Выдыхая – обдавая воздухом и эмоцией – эту автоненависть брату в шею.
Последней каплей переполняя его и без того распухшее сердце, подталкивая его, заставляя расплёскивать по телу горячее и густое, особенно сбегающееся там, где больно, где сжато или придавлено, подводя к самому сладкому и самому постыдному, на памяти Питера, моменту в его жизни.
Заставляя со стоном вжаться в бедро Нейтана – несколько раз! несколько грёбаных неостановимых раз! – застыть в бесполезном уже откате на несколько кошмарных секунд, убивающих осознанием ещё не свершённого, но уже необратимого позора… и пульсирующе упереться в него, содрогаясь всем телом и сгорая от ужаса.
* *
Он должен был умереть прямо там же. Несмотря на своё бессмертие. От чего угодно.
Или исчезнуть.
И желательно до того, как кончил, неправильно обнимаясь со своим правильным братом, испачкав не только свои идиотские штаны, но и его дорогущие, сшитые на заказ, брюки. И всё, что между ними было святого – испачкав тоже.
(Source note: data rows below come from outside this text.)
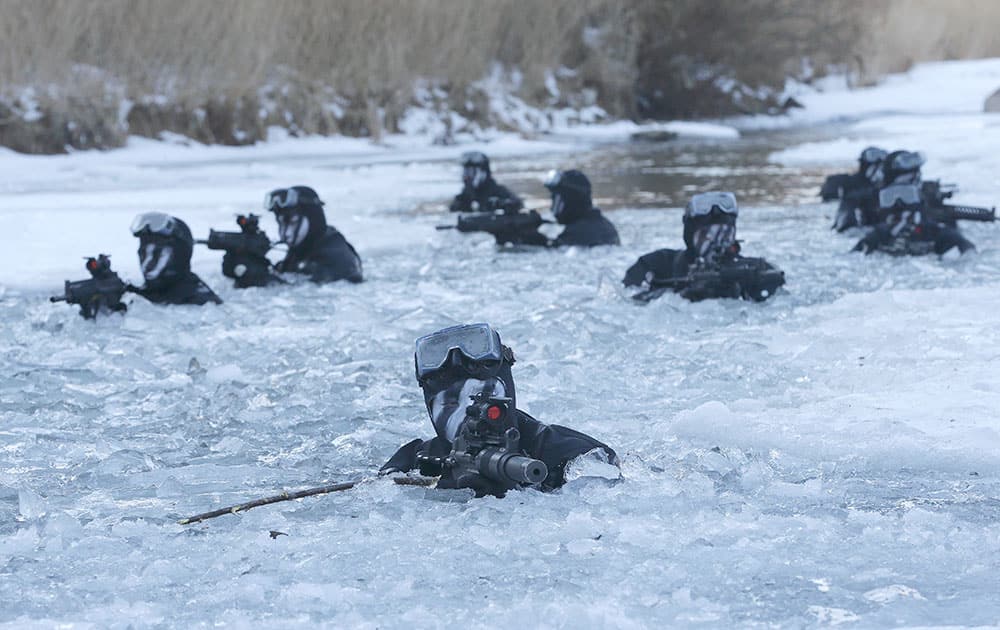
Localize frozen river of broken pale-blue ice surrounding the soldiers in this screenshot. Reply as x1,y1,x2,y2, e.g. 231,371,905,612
0,91,1000,628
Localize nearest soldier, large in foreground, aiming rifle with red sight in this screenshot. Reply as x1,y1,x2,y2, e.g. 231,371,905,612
380,324,619,496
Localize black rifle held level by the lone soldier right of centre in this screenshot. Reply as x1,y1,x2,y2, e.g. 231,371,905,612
632,256,785,303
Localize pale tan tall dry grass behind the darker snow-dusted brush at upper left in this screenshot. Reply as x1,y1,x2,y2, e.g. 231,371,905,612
0,0,617,97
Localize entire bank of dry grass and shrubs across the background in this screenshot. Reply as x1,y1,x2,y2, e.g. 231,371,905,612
0,0,1000,151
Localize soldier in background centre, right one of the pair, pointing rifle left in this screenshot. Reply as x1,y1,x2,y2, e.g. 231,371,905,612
455,170,619,247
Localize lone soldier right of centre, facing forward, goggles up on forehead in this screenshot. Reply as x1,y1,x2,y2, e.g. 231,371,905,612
622,191,785,302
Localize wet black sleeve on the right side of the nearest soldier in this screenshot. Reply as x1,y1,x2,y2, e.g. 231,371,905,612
518,411,619,488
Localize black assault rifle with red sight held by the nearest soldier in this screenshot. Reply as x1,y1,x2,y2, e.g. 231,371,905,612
417,392,549,490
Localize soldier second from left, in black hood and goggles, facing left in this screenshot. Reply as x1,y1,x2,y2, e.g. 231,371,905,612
264,186,362,283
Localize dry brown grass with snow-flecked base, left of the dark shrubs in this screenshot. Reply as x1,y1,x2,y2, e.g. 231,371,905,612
0,0,628,150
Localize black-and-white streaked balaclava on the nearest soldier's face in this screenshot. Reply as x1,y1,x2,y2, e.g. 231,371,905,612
418,346,517,442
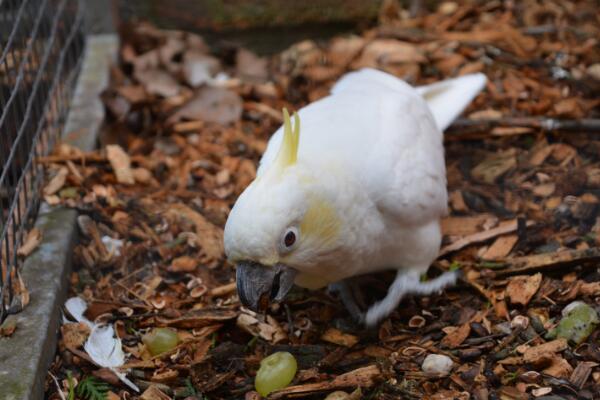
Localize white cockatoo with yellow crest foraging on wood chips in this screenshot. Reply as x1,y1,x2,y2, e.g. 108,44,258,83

А если не получилось умереть до, то тогда было бы неплохо сделать это после.
Вот прямо сейчас.
До того, как придётся отлипнуть губами от воротника рубашки (всё равно он больше впредь не сможет так прижиматься, не вспоминая этого позора), поднять голову и опьянело посмотреть Нейтану в глаза.
Да. Самое время. Сейчас. Вот сейчас…
Едва затихнув, не давая ни себе, ни ему ни времени, ни шанса, Питер оттолкнул брата из всех сил, что у него оставались, не встречая, впрочем, особого сопротивления, вырвался и, разогнавшись, спрыгнул с крыши вниз.